Task prompts as implicit task descriptions: Unlike explicit text descriptions, learnable tokens automatically discover task-relevant regions through end-to-end training, avoiding both the difficulty of manual text design and the domain gap problem. The simplicity and effectiveness of this approach are noteworthy.
Dynamic attention in visual prompts: Visualizations show that different visual tokens attend to different regions across stages of the Relocate task—focusing on the table surface during the grasping phase and on the hand during the transfer phase—indicating that the model learns to dynamically shift attention according to task progress.

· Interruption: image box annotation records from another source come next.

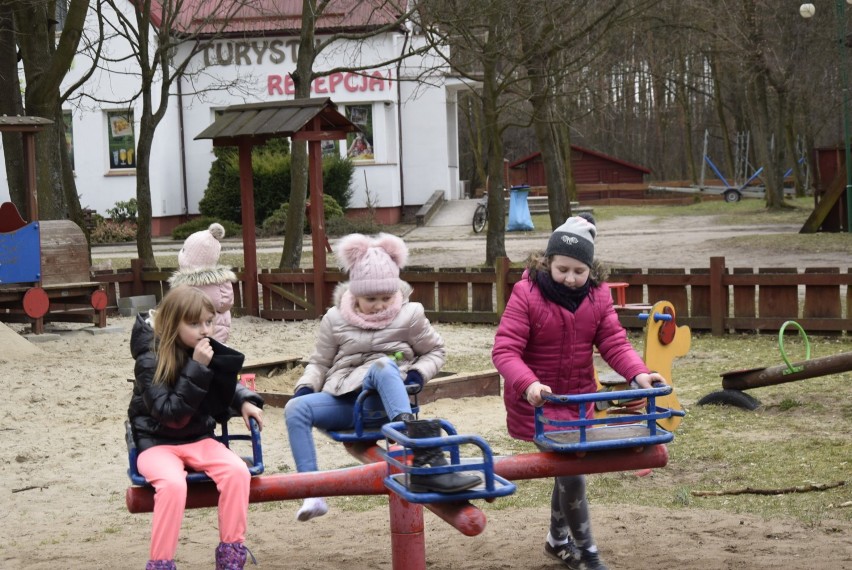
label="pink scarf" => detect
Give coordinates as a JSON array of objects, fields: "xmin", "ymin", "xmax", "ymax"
[{"xmin": 340, "ymin": 290, "xmax": 402, "ymax": 330}]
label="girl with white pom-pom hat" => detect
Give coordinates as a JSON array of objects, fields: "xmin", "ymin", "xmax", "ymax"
[{"xmin": 169, "ymin": 222, "xmax": 237, "ymax": 344}]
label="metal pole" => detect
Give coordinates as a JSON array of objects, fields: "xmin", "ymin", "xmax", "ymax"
[{"xmin": 835, "ymin": 0, "xmax": 852, "ymax": 232}]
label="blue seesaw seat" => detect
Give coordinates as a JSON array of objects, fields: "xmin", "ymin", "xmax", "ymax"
[
  {"xmin": 124, "ymin": 418, "xmax": 263, "ymax": 486},
  {"xmin": 382, "ymin": 420, "xmax": 516, "ymax": 503},
  {"xmin": 534, "ymin": 385, "xmax": 684, "ymax": 453},
  {"xmin": 325, "ymin": 384, "xmax": 422, "ymax": 443}
]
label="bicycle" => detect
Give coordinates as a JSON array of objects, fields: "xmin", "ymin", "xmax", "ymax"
[{"xmin": 473, "ymin": 192, "xmax": 488, "ymax": 234}]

Limitations & Future Work¶

Restricted to SD 1.5: The older U-Net architecture is used; newer architectures such as DiT may require different conditioning designs.
Insufficient ablation on the choice of visual encoder: The effect of alternative visual encoders (e.g., MAE, CLIP) is not thoroughly compared.
Evaluation limited to simulation: The MuJoCo simulator still differs substantially from real-world robotic manipulation.
Limited action space: The method is primarily validated on continuous control and simple manipulation tasks; complex long-horizon tasks remain unverified.
Future directions: Exploring conditioning designs for DiT architectures; validating in real-robot scenarios; combining the semantic understanding of VLMs with ORCA's visual conditioning.

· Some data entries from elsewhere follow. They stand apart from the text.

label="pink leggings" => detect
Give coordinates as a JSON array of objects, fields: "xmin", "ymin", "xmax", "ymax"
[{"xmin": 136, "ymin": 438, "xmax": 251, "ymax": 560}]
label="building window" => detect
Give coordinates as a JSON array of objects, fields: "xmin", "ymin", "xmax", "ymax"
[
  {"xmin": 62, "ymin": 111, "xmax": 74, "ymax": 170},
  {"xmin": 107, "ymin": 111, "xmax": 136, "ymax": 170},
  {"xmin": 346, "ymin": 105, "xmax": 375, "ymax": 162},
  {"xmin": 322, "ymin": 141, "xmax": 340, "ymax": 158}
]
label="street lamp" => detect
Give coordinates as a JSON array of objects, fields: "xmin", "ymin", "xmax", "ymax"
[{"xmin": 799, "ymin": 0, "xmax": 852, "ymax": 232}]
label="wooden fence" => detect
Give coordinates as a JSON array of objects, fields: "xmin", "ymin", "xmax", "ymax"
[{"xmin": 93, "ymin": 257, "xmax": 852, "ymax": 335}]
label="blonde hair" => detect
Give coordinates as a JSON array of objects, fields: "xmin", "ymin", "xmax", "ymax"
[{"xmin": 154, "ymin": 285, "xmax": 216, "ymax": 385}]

vs. SCR: SCR first introduced Stable Diffusion to control tasks but employed null conditioning (task-agnostic); ORCA achieves task adaptation through learned conditioning, improving DMC Mean from 68.3 to 74.3.
vs. VPD/TADP: VPD and TADP successfully apply text conditioning in visual perception tasks such as semantic segmentation, but this paper demonstrates that such strategies fail in control tasks due to domain gap—control environments are not natural images.
vs. VC-1: VC-1 uses MAE pretraining on large-scale video data to produce powerful task-agnostic representations, yet ORCA outperforms it on all tasks, demonstrating that task-adaptive conditioning representations are superior to larger-scale agnostic pretraining.
Core Insight: When transferring pretrained models to new domains, the design of conditioning signals and prompts is more critical than the choice of the model itself.

Rating¶

Novelty: ⭐⭐⭐⭐ First systematic exploration of diffusion model conditioning mechanisms in robotic control; the task + visual prompt design is both elegant and effective.
Experimental Thoroughness: ⭐⭐⭐⭐⭐ 12 tasks across 3 benchmarks, multiple baselines, comprehensive ablation studies, and rich visualizations.
Writing Quality: ⭐⭐⭐⭐⭐ The motivation analysis via cross-attention visualization is highly persuasive; the paper is well-written throughout.
Value: ⭐⭐⭐⭐ Provides practical guidance for visual representation design in robotics, though currently limited to simulated environments.